In short, it's known that you can't convert more then 1000 gp value of anything into magic per day. This is an absolute and fixed constant of maximal value, that can be altered only with large and obvious use of feats, extra time, magic, etc.

Therefore, the ability to convert something into magic items is directly attributable to the value of gold. Silver takes ten times as much by volume to go into magic as gold...ergo, it's worth a tenth as much. The conversion rate of gems into gold has been observed and recorded, so even though tiger eye spinels might be rarer then rubies, rubies convert MUCH more easily into magic, and diamonds might be nearly as common as amethyst, but convert ten times more easily.

Now, you've established a breakline...500 gp/day for magic.

Now, break out the cost of LABOR from that conversion. Is a wizard processing a magic item worth 1000x more in labor then a craftsman making a suit of armor?

No, it's a day of time.

You can start altering prices based on scarcity and perceived value once you have a constant. The only constant in the game is the conversion of gold into magic.

I would, if you do this, not allow feats that allow the reduction of gold into magic item, because that allows any crafter with the feat to profit 125 gp/day, which is an insane amount of money (the usual feat is 25% less gold to make a magic item).

Note that this will change the cost of magic items.

Note that the current system says an item sells for twice the cost it does to make. If you do this, then the 'price to make' is a known given, and the extra 50% of cost is completely 'mark-up', and totally negotiable.

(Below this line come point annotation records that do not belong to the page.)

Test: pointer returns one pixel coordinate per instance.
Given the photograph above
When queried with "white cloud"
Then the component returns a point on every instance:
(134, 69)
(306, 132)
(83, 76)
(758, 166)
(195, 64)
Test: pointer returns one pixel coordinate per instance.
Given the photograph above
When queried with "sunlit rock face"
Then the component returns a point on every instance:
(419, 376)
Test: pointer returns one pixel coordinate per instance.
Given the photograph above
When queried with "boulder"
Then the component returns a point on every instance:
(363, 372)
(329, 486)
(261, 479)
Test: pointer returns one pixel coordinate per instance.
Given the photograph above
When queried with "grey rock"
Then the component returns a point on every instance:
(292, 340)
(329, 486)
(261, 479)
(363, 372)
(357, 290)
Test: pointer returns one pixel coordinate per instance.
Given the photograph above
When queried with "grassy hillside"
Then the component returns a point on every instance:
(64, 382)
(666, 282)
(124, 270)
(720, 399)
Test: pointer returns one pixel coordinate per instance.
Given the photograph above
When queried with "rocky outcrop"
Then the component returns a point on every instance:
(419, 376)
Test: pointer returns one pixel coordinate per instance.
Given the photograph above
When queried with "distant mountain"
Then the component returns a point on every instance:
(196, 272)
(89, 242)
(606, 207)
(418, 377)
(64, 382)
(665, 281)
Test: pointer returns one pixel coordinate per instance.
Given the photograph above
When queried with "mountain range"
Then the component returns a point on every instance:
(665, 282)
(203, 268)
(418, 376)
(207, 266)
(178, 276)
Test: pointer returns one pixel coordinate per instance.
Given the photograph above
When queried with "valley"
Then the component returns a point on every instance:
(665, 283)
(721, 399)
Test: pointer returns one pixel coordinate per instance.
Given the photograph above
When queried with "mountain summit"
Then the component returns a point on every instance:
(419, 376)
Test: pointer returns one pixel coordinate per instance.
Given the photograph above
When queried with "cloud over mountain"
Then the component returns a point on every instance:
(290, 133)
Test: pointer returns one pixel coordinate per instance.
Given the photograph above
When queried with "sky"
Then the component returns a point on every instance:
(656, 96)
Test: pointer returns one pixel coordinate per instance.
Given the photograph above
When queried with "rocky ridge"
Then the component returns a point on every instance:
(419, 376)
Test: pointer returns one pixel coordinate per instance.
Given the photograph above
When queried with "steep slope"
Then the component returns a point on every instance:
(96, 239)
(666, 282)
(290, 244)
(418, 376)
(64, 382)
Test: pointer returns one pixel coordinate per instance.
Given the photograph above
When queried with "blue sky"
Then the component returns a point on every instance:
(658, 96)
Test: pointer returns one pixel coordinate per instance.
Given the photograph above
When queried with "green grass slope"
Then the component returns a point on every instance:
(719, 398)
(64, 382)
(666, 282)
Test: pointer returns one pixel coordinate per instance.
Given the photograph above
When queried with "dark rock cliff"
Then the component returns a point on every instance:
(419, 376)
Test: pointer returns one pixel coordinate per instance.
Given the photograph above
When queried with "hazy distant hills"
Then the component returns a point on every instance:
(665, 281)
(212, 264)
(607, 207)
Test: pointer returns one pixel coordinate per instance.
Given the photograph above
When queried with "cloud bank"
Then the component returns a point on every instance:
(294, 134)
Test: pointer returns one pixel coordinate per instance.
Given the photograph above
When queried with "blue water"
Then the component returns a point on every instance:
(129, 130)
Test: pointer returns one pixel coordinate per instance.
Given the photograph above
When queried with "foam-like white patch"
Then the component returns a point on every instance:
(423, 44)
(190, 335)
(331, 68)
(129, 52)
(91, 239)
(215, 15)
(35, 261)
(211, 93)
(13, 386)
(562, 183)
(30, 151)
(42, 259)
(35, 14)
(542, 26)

I advocate choosing a per-day rate for casters that reflects the same rate other crafters have working on skill-based stuff...Like 1 gp/level/day cumulative (level 5 = 15 gp/day, level 20 = 210 gp/day). An 18th level archmage making a magic item burns 500 gp/day like a level 5 hedge wizard, but he can invest that item with a level 18 caster level and mighty level 9 spells. His spells are VALUABLE, and so is his time.

The end result should still be 2x value (the more powerful wizards take a bigger cut of the whole price), but also assumes an item made with a higher caster level (a level 20 wizard making an item at level 5 shouldn't get any more for it then a level 5 wizard).

Caster level should have meaning in the process, and as the absolute in the game, should set the meter for anything else.